Fui bicampeão mundial, tenho 10 vitórias em eventos WQS, não é possível que eu não tenha um lugar ao sol nessa indústria"
Neco Padaratz

No dia 17 de dezembro, ainda sem patrocínio, o caçula dos Padaratz usou uma rede social para fazer um apelo. O atleta pediu a ajuda dos fãs para chamar atenção da indústria do surfe.

- Galera, está quase terminando o ano, me ajudem a mobilizar a indústria do surfe do nosso país, continuo sem patrocínio! Fui bicampeão mundial, tenho 10 vitórias em eventos WQS, duas vitórias em eventos do WCT, não é possível que eu não tenha um lugar ao sol nessa indústria - disse na postagem.


Na época sem patrocínio, Neco usa rede social para fazer apelo (Foto: Reprodução Facebook)

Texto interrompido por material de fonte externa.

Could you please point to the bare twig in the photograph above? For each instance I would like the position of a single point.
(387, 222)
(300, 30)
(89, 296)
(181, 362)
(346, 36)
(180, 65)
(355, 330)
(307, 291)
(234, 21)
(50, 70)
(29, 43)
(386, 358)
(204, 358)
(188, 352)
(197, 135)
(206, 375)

Neco não foi o único a usar o alcance das redes sociais. Bernardo Pigmeu, o Pig, também está sem patrocínio. O pernambucano vive em Alagoas, e mora na Praia do Francês, já disputou o WCT (World Championship Tour) em 2005, mas por causa de lesões teve que se afastar. Em 2013 ele volta a competir, mas sem patrocínio, vê o seu futuro incerto.
Bernardo Pigmeu também fez apelo nas redes
sociais (Foto: Divulgação)

- Filiação renovada com a ASP (Associação de Surfistas Profissionais) e vaga garantida para competições primes, no entanto, não sei qual será a minha primeira competição do ano, pois ainda continuo na busca de patrocínio - lamentou em uma de suas redes sociais.

Outro caso que chamou a atenção e correu o mundo foi o de Raoni Monteiro. Atualmente o surfista compete na primeira divisão do WCT, sem apoio, o carioca tenta sobreviver na elite mundial do surfe.

Em entrevista ao site da Billabong Raoni falou que já compete sem patrocínio há pelo menos dois anos. Lutando contras as adversidades, contusões e problemas pessoais, o surfista ainda mantém o brilho genuíno e segue acreditando que dia melhores virão.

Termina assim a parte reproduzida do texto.